US President Joe Biden declared “total” unity among Western powers on Monday after crisis talks with European leaders on deterring Russia from an attack against Ukraine, while the Pentagon said that 8,500 US troops were put on standby for possible deployment to boost NATO.
“I had a very, very, very good meeting — total unanimity with all the European leaders,” Biden told reporters shortly after finishing a 1 hour, 20 minute videoconference with allied leaders from Europe and NATO.
German Chancellor Olaf Scholz said: “It is up to Russia to undertake visible de-escalation,” while NATO Secretary-General Jens Stoltenber warned of “severe costs” if there is “any further aggression” by Moscow against Ukraine.
Photo: EPA-EFE
Also on the call were the leaders of France, Italy, Poland and the EU.
Despite insisting he has no intention of attacking, Russian President Vladimir Putin has deployed about 100,000 troops close to Ukraine.
Moscow is demanding a guarantee that Ukraine, a former Soviet republic, never be allowed to join NATO, but the US and NATO have rejected the Russian demands and told Putin to withdraw from Ukraine’s borders.
In Washington, Pentagon spokesman John Kirby said that a force of up to 8,500 US troops was on “heightened alert” for potential deployment to reinforce any activation of the NATO Response Force in the region, where there are growing fears of spillover from the Ukraine conflict.

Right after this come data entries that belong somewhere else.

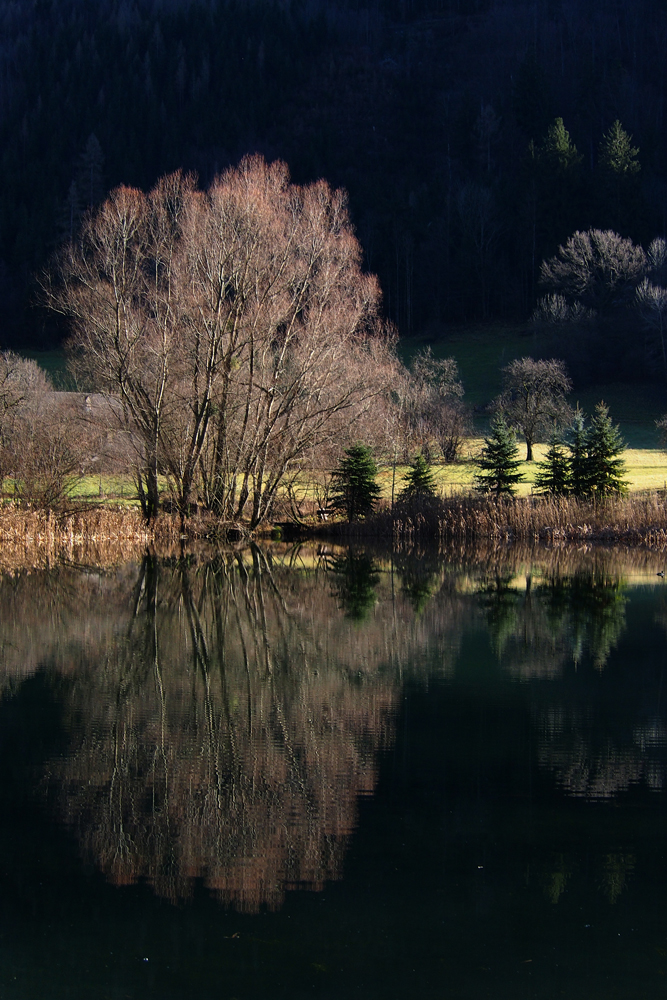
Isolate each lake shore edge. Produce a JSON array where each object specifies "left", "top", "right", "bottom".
[
  {"left": 288, "top": 492, "right": 667, "bottom": 549},
  {"left": 3, "top": 492, "right": 667, "bottom": 572}
]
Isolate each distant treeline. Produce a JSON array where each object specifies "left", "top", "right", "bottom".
[{"left": 3, "top": 0, "right": 667, "bottom": 352}]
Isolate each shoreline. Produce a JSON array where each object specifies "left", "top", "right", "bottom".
[{"left": 3, "top": 492, "right": 667, "bottom": 573}]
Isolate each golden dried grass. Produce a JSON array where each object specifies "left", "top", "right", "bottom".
[
  {"left": 317, "top": 491, "right": 667, "bottom": 549},
  {"left": 396, "top": 493, "right": 667, "bottom": 547},
  {"left": 0, "top": 505, "right": 183, "bottom": 572}
]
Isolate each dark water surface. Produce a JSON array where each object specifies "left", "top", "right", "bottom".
[{"left": 1, "top": 544, "right": 667, "bottom": 999}]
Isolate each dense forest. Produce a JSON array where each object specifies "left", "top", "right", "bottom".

“What this is about ... is reassurance to our NATO allies,” Kirby said. “It sends a very clear signal to Mr Putin that we take our responsibilities to NATO seriously.”

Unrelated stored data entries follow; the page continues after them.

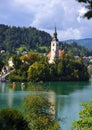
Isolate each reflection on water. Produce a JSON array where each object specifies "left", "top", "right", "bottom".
[
  {"left": 48, "top": 91, "right": 56, "bottom": 115},
  {"left": 0, "top": 81, "right": 92, "bottom": 130},
  {"left": 0, "top": 82, "right": 6, "bottom": 93}
]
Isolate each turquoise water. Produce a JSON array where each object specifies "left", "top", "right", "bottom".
[{"left": 0, "top": 81, "right": 92, "bottom": 130}]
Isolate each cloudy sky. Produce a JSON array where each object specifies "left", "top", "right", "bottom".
[{"left": 0, "top": 0, "right": 92, "bottom": 40}]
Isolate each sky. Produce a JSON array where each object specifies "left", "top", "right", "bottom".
[{"left": 0, "top": 0, "right": 92, "bottom": 40}]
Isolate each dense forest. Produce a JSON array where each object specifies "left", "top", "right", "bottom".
[
  {"left": 0, "top": 24, "right": 51, "bottom": 53},
  {"left": 61, "top": 42, "right": 92, "bottom": 56},
  {"left": 0, "top": 24, "right": 92, "bottom": 57},
  {"left": 66, "top": 38, "right": 92, "bottom": 49}
]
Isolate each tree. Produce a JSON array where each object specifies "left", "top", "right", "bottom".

NATO also said it was sending jets and ships to bolster its eastern flank.
The tension helped fuel instability in global markets, while Russia’s main stock index plunged and the central bank suspended foreign-currency purchasing after the ruble slumped.
The French government announced that Russian and Ukrainian officials would meet, along with their French and German counterparts, in Paris today to try to find a way out of the impasse.
Yesterday, British Secretary of State for Foreign, Commonwealth and Development Affairs Liz Truss said that she would visit Ukraine next week.
“I’ll be visiting Ukraine next week,” Truss told the British parliament.
“A further military incursion by Russia into Ukraine would be a massive strategic mistake and come with a severe cost on Russia’s economy, including coordinated sanctions,” she said.
Yesterday, Ukraine said that it had dismantled saboteurs controlled by Moscow who were preparing a series of attacks in Ukraine’s border regions to “destabilize” the situation.
The men were planning a “series of armed attacks” on city infrastructure, Ukraine’s security service, the SBU, said in a statement, adding that the group was “coordinated by Russian special services.”
The SBU said it arrested two residents of Ukraine, one of them a Russian citizen, and seized “an explosive device, small arms and ammunition.”
The two acted in Kharkov, a city with 1 million people located near the Russian border in the east, and in the town of Zhytomyr in central Ukraine, under the pretext of recruiting personnel for a private security firm, the SBU added.
A source in law enforcement said that the two men were former commandos with combat experience and were recruiting “mainly” Russians who had already committed violent crimes.